At the back of the Hall, Jameson cracked open a window with a small aluminium jemmy that he had taken the precaution of bringing.

“You know,” he said softly to Karla, swinging his legs over the sill, “if there is such a thing as a burglar and petty housebreakers guild then I must by now be eligible for a fellowship.”

He shone his torch around a decent-sized room. It was furnished with leather arm chairs and resembled the lounge bar of a genteel provincial hotel. Broadsheet newspapers were carefully placed on occasional tables. Jameson had never been a Mason. The thought of standing with one trouser leg rolled up, left breast bared, a noose around his neck, chanting things like “so mote it be” was not something that appealed. God knows, Cambridge sporting clubs had been bad enough for stupid traditions, mostly involving alcohol, and, if you were lucky, girls, but at least you were not required to pay homage to a supreme architect. Nevertheless, he had read up on Masonic ritual to prime himself for the night’s jaunt, and the room was not entirely what he had expected. He pushed open a door and entered a large space with a high ceiling done out like a medieval great hall.
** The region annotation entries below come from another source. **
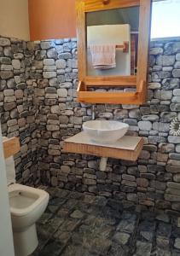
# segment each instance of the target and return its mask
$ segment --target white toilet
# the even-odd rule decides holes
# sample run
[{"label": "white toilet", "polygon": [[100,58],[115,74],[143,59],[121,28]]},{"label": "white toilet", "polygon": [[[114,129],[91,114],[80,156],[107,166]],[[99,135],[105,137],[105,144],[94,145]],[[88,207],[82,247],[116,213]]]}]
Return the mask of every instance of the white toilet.
[{"label": "white toilet", "polygon": [[38,247],[36,222],[45,211],[49,194],[15,183],[14,159],[5,162],[15,256],[27,256]]}]

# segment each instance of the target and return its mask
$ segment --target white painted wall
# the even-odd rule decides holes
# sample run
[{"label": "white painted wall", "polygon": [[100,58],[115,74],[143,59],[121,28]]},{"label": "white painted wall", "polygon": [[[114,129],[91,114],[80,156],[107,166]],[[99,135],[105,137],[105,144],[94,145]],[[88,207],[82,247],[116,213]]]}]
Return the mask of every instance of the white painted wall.
[{"label": "white painted wall", "polygon": [[0,0],[0,35],[28,41],[28,0]]},{"label": "white painted wall", "polygon": [[1,127],[0,127],[0,255],[15,256]]}]

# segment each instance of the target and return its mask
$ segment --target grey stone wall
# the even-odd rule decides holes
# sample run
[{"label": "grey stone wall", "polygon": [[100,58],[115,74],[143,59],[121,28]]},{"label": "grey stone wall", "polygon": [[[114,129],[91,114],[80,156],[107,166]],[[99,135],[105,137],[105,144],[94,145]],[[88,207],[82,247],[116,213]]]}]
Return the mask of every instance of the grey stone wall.
[{"label": "grey stone wall", "polygon": [[[36,131],[34,139],[38,139],[38,172],[34,172],[40,175],[41,182],[179,211],[180,137],[170,136],[169,128],[173,118],[180,119],[180,42],[151,44],[146,104],[96,106],[96,119],[128,123],[129,134],[144,138],[144,148],[136,162],[109,159],[104,172],[98,170],[99,158],[66,154],[62,148],[63,140],[79,132],[82,123],[91,119],[91,106],[76,101],[76,39],[23,43],[23,45],[26,61],[23,59],[20,61],[21,65],[25,62],[26,89],[32,91],[28,96],[32,99],[25,102],[31,102],[32,105],[28,108],[34,110],[32,125]],[[6,47],[9,46],[3,45],[3,51]],[[13,63],[13,57],[11,61]],[[13,70],[15,73],[14,67]],[[1,90],[4,96],[4,89]],[[4,108],[4,100],[3,105]],[[6,126],[7,122],[4,120],[3,124]],[[26,126],[23,129],[26,132]]]},{"label": "grey stone wall", "polygon": [[30,43],[0,37],[2,132],[20,138],[20,152],[15,155],[16,179],[25,183],[38,178],[33,59]]}]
“This,” he said to Karla, “is more like it.”

They entered to the right of a stage, on which stood a throne. There was just no other word adequate to describe the high-backed wooden chair upholstered in rich blue leather and fronted by two pillars. Wooden benches ran along the walls to the sides, shields decorated with coats of arms above. A formal double door opposite opened onto the front entrance. So far it might have been the senior common room at a Cambridge college, except that the Master was not usually enthroned. There the similarity ended.

The floor was tiled in a blue-and-white diamond pattern, with a blood-red star in the center. Concrete beams lent the room a pseudo-classical feel, like a Greek temple. The red neon light shaped like a G hanging down from the roof was a wonderfully tacky addition to the décor.

From his research, he knew that the room was supposed to resemble the middle section of King Solomon’s Temple, although he doubted the neon light was an entirely authentic touch. It would be laid out east-west with the Master’s seat facing east to the rising Sun. The clock behind would always be stopped at midday, when the meridian Sun was overhead.